The Death of History
"Modern people don't need history. Even the black-swan events from 2019 to now are merely records. The events of the past seem to us no more real than Aurelianos and Arcadios. Ueno-gawa Rin will write her own chronicle of the nude artist."
People today differ profoundly in their cognition from ancestors over the past several thousand years. The information age and the torrents of data the internet brings have surely influenced not only popular culture and ideology but also the very structure of the human brain. The leap in living conditions over the last thirty years has raised the moral level of the new generation simultaneously above all previous centuries. The Zuo Commentary says: “Those who are intelligent, clear-sighted, upright, and direct become spirits.” By that standard, most people in this era can be called spirits.
To be sure, works like Linggao Qiming do not believe that modern people are cognitively superior to the ancients. We are merely dependent on industrialization. Yet industrial-society humans and agrarian-society humans are also completely different. The gap is so vast that one wonders: did the ancients truly exist?
Science reigns over the earth; everything has an answer; we don’t even question the reality of things. When we point casually at fossils in a museum, the most we doubt is a Fujimura Shin’ichi-type fraud, not whether the fossil itself can prove the truth of history. We don’t doubt for a moment that we are part of history, yet simultaneously we don’t doubt that history exists.
In the Liezi, Tang Wen, Tang asks Xia Ge: “Was there anything at the very beginning?” Xia Ge replies: “If there was nothing at the beginning, how is there something today?” But Tang and Xia Ge are themselves “nothing”—entirely fictional. This almost brings to mind super-metaphysics, Hume indexes, upper-level narrators. Yet when we read the Twenty-Four Histories, reading their detailed biographies; when we climb to old ruins and sigh “the generations of humanity have no end, yet the river-moon year after year looks the same”—don’t we sometimes feel a faint unreality—as though none of our past eras existed, and human history began in the year 2000? Even if we know this is an illusion, how do we verify it is an illusion?

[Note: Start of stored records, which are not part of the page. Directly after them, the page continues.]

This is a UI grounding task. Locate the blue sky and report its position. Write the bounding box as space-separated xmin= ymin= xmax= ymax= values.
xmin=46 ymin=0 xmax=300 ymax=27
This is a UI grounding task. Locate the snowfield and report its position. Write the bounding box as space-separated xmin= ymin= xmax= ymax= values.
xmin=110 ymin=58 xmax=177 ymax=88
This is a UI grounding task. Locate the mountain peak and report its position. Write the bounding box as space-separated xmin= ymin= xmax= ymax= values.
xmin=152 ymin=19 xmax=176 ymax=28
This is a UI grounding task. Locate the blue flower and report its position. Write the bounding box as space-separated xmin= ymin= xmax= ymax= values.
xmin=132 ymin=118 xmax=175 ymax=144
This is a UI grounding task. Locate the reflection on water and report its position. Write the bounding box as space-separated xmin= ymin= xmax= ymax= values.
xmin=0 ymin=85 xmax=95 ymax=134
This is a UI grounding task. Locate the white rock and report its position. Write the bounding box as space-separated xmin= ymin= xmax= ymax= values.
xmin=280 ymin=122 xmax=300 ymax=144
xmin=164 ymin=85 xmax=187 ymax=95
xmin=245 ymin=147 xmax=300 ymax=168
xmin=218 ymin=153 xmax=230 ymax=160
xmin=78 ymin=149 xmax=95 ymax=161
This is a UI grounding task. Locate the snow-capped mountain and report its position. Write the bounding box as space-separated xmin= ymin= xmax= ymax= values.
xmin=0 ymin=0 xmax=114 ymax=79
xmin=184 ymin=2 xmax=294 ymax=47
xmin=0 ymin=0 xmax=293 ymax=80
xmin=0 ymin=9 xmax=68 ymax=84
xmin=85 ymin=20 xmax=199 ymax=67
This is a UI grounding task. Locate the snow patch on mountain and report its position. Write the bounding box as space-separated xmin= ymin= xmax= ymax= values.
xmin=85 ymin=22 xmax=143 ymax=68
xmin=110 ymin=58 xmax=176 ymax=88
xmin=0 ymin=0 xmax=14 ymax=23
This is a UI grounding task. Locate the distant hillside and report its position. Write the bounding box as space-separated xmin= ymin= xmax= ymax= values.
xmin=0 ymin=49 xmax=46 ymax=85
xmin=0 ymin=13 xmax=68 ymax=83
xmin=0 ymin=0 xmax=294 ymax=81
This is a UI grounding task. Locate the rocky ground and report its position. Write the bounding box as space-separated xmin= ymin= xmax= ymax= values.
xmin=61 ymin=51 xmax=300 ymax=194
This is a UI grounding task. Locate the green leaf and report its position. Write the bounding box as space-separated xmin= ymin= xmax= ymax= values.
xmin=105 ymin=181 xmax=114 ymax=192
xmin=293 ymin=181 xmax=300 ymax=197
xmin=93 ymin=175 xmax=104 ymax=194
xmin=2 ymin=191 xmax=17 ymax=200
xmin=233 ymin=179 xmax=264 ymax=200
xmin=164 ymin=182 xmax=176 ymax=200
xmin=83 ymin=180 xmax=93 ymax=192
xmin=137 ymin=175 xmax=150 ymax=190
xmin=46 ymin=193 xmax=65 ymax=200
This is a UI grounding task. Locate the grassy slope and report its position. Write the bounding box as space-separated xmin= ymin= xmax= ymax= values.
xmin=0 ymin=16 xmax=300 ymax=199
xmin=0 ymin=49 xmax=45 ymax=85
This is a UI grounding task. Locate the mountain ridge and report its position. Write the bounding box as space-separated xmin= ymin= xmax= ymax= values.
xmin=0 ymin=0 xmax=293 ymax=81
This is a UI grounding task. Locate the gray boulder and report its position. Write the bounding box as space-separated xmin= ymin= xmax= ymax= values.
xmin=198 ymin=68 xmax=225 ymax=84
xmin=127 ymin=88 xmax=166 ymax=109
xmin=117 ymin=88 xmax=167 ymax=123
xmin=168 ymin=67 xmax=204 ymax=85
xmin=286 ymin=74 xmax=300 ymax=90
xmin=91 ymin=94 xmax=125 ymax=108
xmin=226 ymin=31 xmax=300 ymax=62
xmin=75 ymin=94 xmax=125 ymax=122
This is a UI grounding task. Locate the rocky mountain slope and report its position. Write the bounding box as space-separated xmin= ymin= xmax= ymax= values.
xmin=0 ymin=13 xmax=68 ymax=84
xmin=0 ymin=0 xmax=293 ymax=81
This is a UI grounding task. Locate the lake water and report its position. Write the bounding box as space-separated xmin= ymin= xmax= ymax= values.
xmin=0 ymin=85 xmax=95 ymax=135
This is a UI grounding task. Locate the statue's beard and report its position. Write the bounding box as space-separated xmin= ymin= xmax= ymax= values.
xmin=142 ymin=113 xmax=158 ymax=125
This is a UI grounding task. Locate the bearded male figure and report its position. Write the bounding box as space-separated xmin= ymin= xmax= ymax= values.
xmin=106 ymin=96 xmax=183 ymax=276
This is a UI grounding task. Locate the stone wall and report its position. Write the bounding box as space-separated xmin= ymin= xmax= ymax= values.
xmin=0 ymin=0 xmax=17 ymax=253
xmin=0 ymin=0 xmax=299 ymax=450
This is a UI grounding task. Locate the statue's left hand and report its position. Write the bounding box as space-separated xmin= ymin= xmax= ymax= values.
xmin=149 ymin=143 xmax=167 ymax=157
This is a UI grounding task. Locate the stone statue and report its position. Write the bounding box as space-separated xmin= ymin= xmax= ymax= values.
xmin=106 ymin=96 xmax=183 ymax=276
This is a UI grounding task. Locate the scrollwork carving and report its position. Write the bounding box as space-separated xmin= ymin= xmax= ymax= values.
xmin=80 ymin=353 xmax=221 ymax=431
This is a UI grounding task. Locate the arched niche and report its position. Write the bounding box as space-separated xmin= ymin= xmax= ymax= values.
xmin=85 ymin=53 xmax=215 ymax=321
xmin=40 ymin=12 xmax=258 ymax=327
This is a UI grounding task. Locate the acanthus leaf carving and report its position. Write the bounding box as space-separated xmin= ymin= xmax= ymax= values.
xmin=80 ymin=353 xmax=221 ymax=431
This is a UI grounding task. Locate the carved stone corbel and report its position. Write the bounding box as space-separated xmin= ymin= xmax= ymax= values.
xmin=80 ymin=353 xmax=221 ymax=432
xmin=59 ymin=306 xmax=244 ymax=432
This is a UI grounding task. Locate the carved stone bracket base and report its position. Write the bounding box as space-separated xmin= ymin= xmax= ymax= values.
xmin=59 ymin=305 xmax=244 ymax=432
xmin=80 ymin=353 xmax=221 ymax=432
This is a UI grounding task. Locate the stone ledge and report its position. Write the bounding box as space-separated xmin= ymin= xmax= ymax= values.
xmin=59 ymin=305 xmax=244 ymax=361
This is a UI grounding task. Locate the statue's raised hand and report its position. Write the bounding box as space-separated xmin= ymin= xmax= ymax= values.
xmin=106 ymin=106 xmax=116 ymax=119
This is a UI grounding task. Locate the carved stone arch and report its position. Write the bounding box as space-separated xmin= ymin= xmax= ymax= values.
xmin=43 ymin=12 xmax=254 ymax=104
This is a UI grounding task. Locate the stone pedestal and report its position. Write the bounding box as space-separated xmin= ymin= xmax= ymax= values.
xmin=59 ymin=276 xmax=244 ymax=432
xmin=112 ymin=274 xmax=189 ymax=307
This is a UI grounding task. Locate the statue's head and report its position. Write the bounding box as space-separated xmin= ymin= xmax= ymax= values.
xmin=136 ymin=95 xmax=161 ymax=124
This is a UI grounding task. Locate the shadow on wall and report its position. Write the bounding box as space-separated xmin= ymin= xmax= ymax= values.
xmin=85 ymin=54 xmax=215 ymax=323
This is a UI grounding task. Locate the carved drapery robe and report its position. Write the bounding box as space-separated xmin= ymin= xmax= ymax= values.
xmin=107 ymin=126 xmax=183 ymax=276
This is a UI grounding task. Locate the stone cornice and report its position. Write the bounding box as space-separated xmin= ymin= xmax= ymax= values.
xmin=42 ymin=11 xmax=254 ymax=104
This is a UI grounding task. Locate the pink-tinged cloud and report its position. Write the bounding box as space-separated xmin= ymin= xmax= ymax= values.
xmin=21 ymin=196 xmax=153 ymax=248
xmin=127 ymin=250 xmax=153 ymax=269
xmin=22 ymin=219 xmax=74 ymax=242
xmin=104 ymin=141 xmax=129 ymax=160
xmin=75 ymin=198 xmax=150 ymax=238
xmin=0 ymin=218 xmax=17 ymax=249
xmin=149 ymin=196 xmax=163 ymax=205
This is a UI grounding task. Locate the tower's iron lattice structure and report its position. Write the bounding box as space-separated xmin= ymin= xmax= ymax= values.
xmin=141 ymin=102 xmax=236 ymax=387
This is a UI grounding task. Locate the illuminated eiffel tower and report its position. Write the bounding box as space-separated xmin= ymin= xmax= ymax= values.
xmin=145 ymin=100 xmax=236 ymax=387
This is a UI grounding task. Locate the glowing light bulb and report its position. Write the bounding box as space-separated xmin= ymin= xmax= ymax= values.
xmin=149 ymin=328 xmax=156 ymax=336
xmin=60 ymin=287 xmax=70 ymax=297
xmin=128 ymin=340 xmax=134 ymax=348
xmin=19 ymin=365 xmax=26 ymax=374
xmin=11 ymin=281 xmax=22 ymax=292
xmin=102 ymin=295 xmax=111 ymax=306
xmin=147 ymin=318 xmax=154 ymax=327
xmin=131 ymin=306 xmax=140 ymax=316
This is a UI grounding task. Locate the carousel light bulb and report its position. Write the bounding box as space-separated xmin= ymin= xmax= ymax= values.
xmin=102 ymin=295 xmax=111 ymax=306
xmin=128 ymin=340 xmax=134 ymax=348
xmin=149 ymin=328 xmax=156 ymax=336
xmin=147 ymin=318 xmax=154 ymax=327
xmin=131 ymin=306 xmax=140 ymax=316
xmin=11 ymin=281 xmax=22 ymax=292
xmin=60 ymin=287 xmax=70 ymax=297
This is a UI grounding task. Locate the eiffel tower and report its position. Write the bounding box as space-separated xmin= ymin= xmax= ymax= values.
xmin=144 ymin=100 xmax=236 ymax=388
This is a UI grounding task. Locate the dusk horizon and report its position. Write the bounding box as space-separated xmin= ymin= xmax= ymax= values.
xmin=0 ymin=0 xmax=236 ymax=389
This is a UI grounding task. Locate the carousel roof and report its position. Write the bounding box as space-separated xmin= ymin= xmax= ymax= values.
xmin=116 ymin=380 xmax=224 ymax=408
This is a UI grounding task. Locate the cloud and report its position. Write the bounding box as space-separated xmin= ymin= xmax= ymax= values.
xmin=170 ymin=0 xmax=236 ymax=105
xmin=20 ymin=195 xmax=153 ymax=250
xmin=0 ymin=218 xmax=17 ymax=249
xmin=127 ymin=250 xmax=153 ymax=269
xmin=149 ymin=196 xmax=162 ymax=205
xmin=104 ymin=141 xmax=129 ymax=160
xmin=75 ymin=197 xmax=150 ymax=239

This is of course because we are immersed in too much information, inhabiting different worlds simultaneously—from the tavern at the end of the universe to Genshin’s Realm of Humans, from the Wall in the North to Mordor. What’s more, we have learned about a nation of 9.6 million square kilometers, a planet 40,000 kilometers in circumference, while personally experiencing nothing more than the high sky and thick earth above and below. Spiritual experience and reality have split apart; modern people can live without living.
Modern people don’t need history. Even the black-swan events from 2019 to now are merely records. The events of the past seem to us no more real than Aurelianos and Arcadios. Ueno-gawa Rin will write her own chronicle of the nude artist.